Minister of Defense of the Mongolian People's Republic
- In office 1982–1989
- Preceded by: Jarantyn Avkhia
- Succeeded by: Luvsangombyn Molomjamts [mn]

Chief of General Staff of the Mongolian People's Army
- In office 1971–1974
- Preceded by: Butochiyn Tsog
- Succeeded by: Purevdorj Choiront [mn]

Personal details
- Born: 18 March 1923 Mönkhkhaan, Sükhbaatar, Mongolia
- Died: 23 July 1992 (69 years old) Mongolia
- Alma mater: Frunze Military Academy Military Academy of the General Staff
- Awards: Order of the October Revolution; Order of the Red Banner; Order of the Polar Star; Order of the Red Banner of Military Merit; Order of Sukhbaatar;

Military service
- Allegiance: Mongolian People's Republic
- Branch/service: Mongolian People's Army
- Years of service: 1940—1990
- Rank: Colonel general
- Commands: Mongolian State Honor Guard
- Battles/wars: World War Two

= Jamsrangijn Jondon =

Colonel general Jamsrangijn Jondon (Жамсрангийн Ёндон) was a Mongolian military leader and Minister of Defense of the Mongolian People's Republic from 1982 to 1989. Many of the reforms of the Mongolian People's Army from 1965 to 1989 were initiated by Jondon.

== Biography ==
He was born in 1923 in Mönkhkhaan, Sükhbaatar. He was born in the Erdene Gunii Monastery. In 1940, at the age of 17, he volunteered for army service and served as a soldier and lieutenant in the 15th Cavalry Corps of the 6th Cavalry Division in Dornod Province. He participated in World War II as Suman's political deputy. He was repeatedly elected to the People's Congress of the People's Republic of Mongolia. In 1945, he commanded a military parade in the capital for the first time. From 1950-1955, students of the Officer's School named after General Sukhbaatar served as the Honor Guard for the nation. During this period, he took part in the state visits of more than 10 guests from Asia and Europe who attended the 30th anniversary of the Mongolian Revolution in 1951. In 1955, Jondon, then being a captain, was appointed as the first commander of the Mongolian State Honor Guard, and was popularly known as the "Report Jondon" by his collogues.

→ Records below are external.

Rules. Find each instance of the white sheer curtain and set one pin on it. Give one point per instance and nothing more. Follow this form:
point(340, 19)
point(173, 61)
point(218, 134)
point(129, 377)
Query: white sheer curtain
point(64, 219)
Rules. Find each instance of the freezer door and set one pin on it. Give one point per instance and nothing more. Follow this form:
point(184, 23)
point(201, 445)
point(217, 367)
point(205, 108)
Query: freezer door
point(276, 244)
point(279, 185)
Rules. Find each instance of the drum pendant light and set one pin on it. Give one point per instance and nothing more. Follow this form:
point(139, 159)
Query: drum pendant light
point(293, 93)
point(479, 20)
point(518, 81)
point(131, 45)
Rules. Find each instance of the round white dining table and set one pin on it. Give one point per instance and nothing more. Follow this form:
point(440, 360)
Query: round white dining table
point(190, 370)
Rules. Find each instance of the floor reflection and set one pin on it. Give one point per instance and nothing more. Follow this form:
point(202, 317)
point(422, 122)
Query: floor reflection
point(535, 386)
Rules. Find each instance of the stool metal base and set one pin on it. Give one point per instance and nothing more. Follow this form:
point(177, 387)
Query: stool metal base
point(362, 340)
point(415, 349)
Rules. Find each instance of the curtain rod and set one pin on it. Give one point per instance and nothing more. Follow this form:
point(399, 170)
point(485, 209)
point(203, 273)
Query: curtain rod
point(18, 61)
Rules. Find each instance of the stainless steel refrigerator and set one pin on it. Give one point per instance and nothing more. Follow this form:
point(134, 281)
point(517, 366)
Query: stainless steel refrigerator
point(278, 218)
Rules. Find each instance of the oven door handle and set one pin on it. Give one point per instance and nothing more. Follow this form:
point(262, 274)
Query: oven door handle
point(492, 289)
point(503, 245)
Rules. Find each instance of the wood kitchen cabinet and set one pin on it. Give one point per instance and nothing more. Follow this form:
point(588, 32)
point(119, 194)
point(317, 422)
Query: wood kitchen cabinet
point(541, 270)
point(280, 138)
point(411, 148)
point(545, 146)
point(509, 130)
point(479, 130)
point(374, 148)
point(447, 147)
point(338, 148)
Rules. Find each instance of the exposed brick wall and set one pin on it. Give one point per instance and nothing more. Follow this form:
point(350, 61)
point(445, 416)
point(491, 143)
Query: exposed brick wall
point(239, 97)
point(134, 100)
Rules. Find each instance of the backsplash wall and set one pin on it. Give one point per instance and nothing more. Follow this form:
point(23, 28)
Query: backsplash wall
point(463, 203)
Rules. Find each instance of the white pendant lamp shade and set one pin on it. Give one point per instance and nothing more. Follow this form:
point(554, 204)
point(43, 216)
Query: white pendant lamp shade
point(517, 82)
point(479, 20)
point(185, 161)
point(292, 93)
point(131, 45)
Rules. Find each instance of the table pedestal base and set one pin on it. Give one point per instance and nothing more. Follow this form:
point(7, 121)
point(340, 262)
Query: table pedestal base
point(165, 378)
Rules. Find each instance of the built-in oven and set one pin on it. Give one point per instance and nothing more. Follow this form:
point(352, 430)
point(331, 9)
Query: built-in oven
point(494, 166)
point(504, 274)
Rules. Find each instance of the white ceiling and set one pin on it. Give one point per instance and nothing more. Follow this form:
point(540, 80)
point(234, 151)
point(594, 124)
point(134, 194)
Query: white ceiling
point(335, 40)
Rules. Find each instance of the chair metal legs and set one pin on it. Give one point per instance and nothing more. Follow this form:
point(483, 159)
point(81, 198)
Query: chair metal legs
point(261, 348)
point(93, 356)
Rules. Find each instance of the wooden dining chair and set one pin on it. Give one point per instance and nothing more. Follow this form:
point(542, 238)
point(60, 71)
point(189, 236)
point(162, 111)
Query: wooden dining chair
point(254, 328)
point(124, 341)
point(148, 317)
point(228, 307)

He was also the first to be awarded the Polar Star for his role as Honor Guard Commander in ceremonies.

By the 1960s, he had been one of the youngest generals in Mongolia, receiving his education from the Soviet Union. From 1971 to 1974, he was Chief of General Staff of the MPA. He was appointed to the role of Defence Minister in 1982, after Jarantyn Avkhia resigned. He was promoted to the rank of Colonel general shortly thereafter. After over 20 years of research, the groundbreaking ceremony of the Mongolian Military Museum took place on 24 October 1987 in the presence of General Jondon and General Secretary Jambyn Batmönkh. In 1988, he was elected a delegate to the 19th Congress of the Mongolian People's Party, and was ousted the following year.

== Awards ==
His work was recognized with the Order of Sukhbaatar twice, the Order of the Red Banner of Military Merit, the Order of Military Merit three times each, and the Order of the Polar Star and commemorative medals. He was also awarded the Order of the Red Banner and the Order of the October Revolution of the USSR.

== Legacy ==
A monument and memorial complex to him exists in the center of his native Sukhbaatar Province (located in Baruun-Urt). His former unit, now expanded into the 032 Military Unit, is named in his honor.